PURPOSES, SCOPE AND SCALE OF PRODUCTION AND BUSINESS
The
purposes of the Joint Venture are to integrate and expand Meijin Steel owned by
Meijin Energy such that the Joint Venture will then own Meijin Steel and have
the expectation that the Joint Venture will reach a comprehensive production
capacity of 3 million tons annual capacity of crude steel annually after being
integrated.
5.
RESPONSIBILITIES OF THE PARTIES
5.1 The responsibilities of
Meijin Energy include being compliant and cooperative with audits and the asset
evaluation required for listed companies and effectively working together with
the staff dispatched by General Steel for equipment checking and testing. In
addition, Meijin Energy shall guarantee the consumption of water, electricity,
natural gas, coke, fine iron ore, lime, as well as transport methods, all at
levels to be established from time to time in the reasonable discretion of
General Steel, and shall ensure that the supply prices are under the market
prices.
5.2 The responsibilities of
General Steel shall include providing financial support to the Joint Venture
deemed necessary by General Steel in accordance with this Agreement or as
otherwise agreed upon by the Parties, appointing a CFO to provide assistance in
adapting the financial principles to the requirements of U.S.-listed companies
and assisting the Joint Venture to reach production capacity goals.
6.
SALES OF PRODUCTS
The
products of the Joint Venture shall be sold throughout the People's Republic of
China without geographic restriction and may be sold by the Joint Venture
directly or by appropriate distributors.
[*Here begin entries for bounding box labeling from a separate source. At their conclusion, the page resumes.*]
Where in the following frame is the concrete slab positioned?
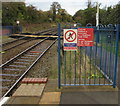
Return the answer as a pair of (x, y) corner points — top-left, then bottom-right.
(5, 97), (40, 104)
(13, 84), (45, 96)
(60, 91), (118, 104)
(39, 92), (61, 104)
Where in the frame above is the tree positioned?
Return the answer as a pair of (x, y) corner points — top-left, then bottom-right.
(50, 2), (61, 21)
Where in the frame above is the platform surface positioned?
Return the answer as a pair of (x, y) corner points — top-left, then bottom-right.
(60, 91), (118, 106)
(39, 92), (61, 104)
(5, 97), (40, 106)
(13, 84), (45, 96)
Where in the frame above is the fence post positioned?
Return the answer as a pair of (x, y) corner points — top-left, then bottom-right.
(58, 24), (61, 89)
(113, 24), (120, 88)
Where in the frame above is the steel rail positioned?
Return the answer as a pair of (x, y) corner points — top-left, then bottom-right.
(0, 37), (48, 68)
(0, 37), (26, 46)
(0, 39), (57, 101)
(3, 38), (35, 51)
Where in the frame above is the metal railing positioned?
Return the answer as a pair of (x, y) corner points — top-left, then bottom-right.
(58, 24), (120, 88)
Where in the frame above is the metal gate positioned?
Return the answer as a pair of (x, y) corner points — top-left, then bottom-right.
(58, 24), (120, 88)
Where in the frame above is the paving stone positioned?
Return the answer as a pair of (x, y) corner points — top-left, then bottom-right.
(13, 84), (45, 96)
(5, 97), (40, 104)
(39, 92), (61, 104)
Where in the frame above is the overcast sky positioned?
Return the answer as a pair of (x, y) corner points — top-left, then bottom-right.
(25, 0), (120, 15)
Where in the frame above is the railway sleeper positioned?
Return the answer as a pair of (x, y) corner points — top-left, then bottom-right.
(0, 74), (20, 77)
(14, 62), (30, 64)
(18, 59), (33, 61)
(9, 65), (26, 68)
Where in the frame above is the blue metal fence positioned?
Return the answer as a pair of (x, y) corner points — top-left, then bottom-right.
(58, 24), (120, 88)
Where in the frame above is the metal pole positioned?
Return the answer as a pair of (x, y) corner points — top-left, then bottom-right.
(113, 24), (120, 88)
(58, 24), (61, 89)
(96, 2), (99, 27)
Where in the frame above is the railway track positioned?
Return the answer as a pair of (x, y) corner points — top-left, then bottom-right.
(0, 28), (56, 51)
(2, 29), (56, 63)
(0, 38), (57, 97)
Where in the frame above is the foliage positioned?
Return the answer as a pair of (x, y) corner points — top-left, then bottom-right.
(73, 2), (120, 26)
(2, 2), (120, 26)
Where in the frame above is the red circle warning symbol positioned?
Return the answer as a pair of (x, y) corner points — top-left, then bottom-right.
(65, 30), (77, 42)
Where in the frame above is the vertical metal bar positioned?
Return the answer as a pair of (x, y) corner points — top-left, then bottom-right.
(84, 47), (86, 85)
(99, 32), (103, 85)
(89, 46), (92, 85)
(113, 25), (120, 88)
(69, 51), (72, 84)
(74, 51), (76, 84)
(104, 30), (107, 84)
(79, 47), (82, 84)
(64, 51), (66, 84)
(109, 33), (114, 84)
(94, 30), (99, 84)
(58, 24), (61, 89)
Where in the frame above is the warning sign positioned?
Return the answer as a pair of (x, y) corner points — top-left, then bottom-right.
(77, 28), (94, 46)
(64, 29), (77, 51)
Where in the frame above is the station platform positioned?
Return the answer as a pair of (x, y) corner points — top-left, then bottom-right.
(3, 79), (119, 106)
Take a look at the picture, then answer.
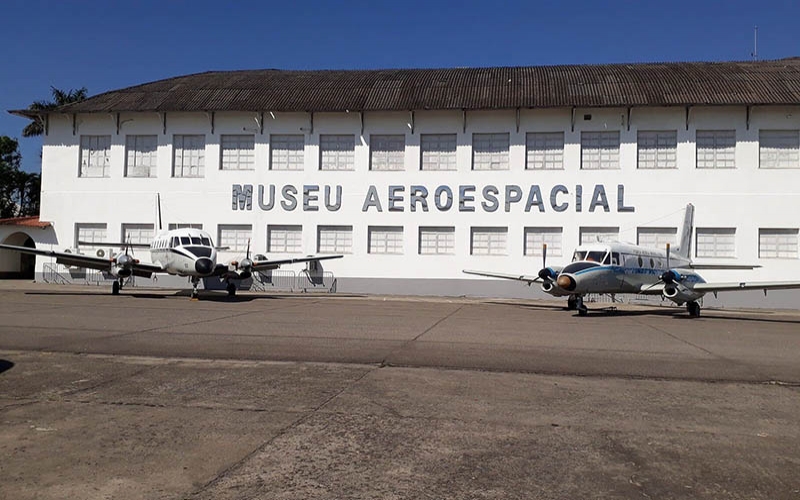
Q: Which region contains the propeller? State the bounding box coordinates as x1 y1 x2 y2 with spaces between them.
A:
239 239 253 271
539 243 556 281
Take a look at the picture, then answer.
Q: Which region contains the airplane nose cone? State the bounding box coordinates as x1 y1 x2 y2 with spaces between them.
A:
194 257 214 274
556 274 575 292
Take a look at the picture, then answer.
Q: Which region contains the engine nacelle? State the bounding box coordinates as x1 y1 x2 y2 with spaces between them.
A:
663 283 703 306
537 266 564 282
109 266 132 278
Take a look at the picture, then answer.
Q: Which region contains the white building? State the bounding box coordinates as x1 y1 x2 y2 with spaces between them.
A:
0 59 800 306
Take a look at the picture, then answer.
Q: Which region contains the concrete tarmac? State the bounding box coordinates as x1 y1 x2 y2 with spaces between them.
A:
0 282 800 499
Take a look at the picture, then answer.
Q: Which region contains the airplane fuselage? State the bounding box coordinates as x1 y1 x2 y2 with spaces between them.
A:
543 242 705 303
150 228 217 278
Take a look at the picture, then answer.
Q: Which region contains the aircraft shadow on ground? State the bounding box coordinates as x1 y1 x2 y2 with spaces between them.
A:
25 290 365 302
485 300 567 311
571 307 800 325
0 359 14 373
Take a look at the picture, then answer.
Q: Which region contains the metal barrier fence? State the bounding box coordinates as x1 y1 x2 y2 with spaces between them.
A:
42 263 336 293
250 269 297 292
297 270 336 293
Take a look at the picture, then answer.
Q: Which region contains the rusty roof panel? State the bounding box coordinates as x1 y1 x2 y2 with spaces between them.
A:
40 58 800 113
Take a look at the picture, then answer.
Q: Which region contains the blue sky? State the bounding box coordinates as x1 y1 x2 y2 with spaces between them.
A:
0 0 800 171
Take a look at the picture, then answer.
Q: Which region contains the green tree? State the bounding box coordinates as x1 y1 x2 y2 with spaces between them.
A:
22 87 88 137
0 136 41 219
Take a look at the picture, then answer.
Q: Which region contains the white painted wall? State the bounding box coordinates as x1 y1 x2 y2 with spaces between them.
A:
37 107 800 293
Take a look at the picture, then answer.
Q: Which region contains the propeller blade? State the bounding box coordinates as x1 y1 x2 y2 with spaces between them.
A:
542 243 547 269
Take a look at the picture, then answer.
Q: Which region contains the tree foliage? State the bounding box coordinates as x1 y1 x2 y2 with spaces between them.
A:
22 87 88 137
0 136 41 219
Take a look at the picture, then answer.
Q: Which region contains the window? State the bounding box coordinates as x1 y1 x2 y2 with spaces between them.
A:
420 134 456 170
367 226 403 254
636 227 678 250
581 130 619 170
75 223 108 248
78 135 111 177
470 227 508 255
172 135 206 177
319 134 356 170
696 227 736 258
125 135 158 177
369 135 406 170
419 227 456 255
696 130 736 168
317 226 353 253
472 133 508 170
580 227 619 245
122 224 153 245
219 134 256 170
267 226 303 253
269 134 306 170
217 224 253 252
525 227 563 257
167 222 203 231
758 130 800 168
637 130 678 169
525 132 564 170
758 229 798 259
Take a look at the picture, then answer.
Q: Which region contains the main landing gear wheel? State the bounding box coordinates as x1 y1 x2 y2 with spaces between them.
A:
575 297 589 316
191 278 200 300
567 295 578 311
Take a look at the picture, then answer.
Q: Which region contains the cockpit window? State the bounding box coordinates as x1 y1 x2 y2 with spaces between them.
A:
586 252 606 262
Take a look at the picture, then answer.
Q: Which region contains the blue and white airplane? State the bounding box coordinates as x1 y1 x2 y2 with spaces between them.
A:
0 197 343 299
463 204 800 317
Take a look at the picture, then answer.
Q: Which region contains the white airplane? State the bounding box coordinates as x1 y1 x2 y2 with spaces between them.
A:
463 204 800 317
0 196 343 299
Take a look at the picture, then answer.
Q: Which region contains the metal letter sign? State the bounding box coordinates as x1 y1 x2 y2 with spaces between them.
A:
231 184 636 213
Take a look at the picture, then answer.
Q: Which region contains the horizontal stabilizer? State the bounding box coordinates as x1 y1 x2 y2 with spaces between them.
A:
462 269 541 283
686 264 761 270
691 281 800 292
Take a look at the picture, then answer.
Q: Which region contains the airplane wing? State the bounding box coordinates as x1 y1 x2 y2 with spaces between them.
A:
0 244 163 278
253 255 344 271
461 269 541 285
639 281 800 295
685 264 761 270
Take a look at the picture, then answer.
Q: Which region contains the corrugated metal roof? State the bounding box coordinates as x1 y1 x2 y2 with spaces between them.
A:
0 215 50 228
12 58 800 114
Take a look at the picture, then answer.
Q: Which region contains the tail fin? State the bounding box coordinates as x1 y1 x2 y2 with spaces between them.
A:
156 193 163 232
675 203 694 259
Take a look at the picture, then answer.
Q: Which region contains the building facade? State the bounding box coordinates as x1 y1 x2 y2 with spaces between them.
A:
6 60 800 307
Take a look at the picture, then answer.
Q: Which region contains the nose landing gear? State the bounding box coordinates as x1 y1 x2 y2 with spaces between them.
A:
191 276 200 300
567 295 589 316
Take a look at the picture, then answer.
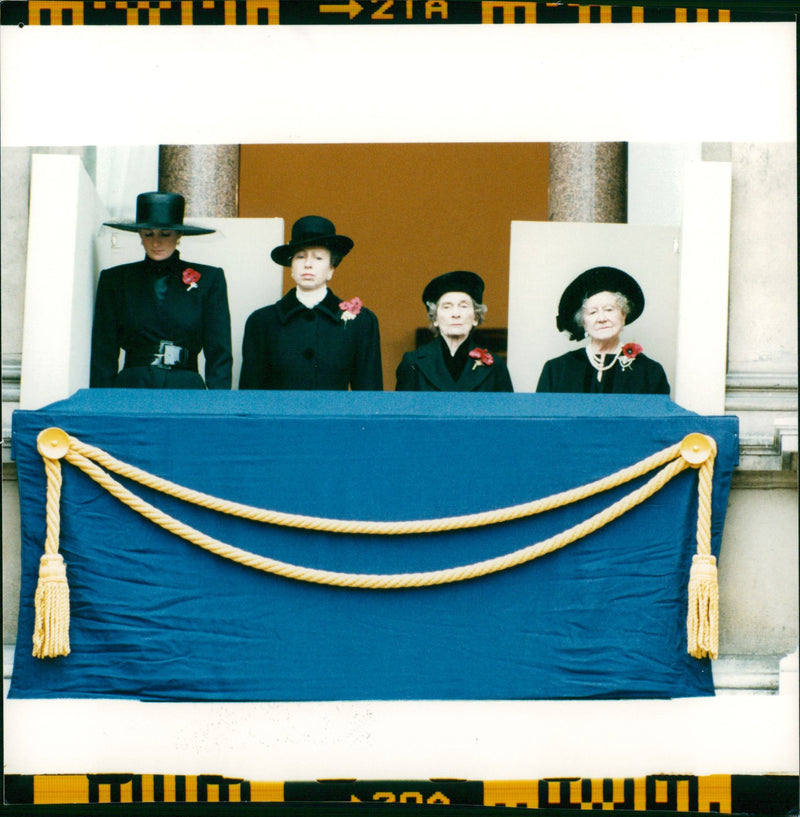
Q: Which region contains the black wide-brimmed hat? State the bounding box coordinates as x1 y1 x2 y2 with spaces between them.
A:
270 216 353 267
556 267 644 340
422 270 484 304
103 193 214 235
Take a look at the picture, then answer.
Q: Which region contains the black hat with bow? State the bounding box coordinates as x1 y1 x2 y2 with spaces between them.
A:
103 192 214 235
270 216 353 267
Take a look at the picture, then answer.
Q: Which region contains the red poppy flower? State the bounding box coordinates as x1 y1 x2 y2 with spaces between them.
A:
469 347 494 368
622 343 642 360
339 298 363 317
The sales methods and prices shall be
determined by the General Manager (as defined below) following the
recommendation of the board of directors taking into account domestic market
conditions, competitiveness of the products and the economic situation of the
Joint Venture. The General Manager of the Joint Venture shall be free to
determine prices of and sell its products.
7.
BOARD OF DIRECTORS
7.1 A board of directors (the
“Board”) shall be established by the Joint Venture within one month after the
date the Joint Venture is issued a Business License.
7.2 The Board shall consist of
five (5) directors. Among of the five directors, Meijin Energy will appoint two
(2) directors and General Steel will appoint three (3) directors. In the event
that any director resigned or is removed, the Party that appointed said director
shall have the right to appoint a replacement.
7.3 The Board shall approve
all major actions concerning the Joint Venture. In reaching decisions the board
of directors shall consult the participants and shall strive for equitable and
mutually beneficial results. All actions that require approval from the board of
directors shall be approved by at least four fifths of the members of the
Board.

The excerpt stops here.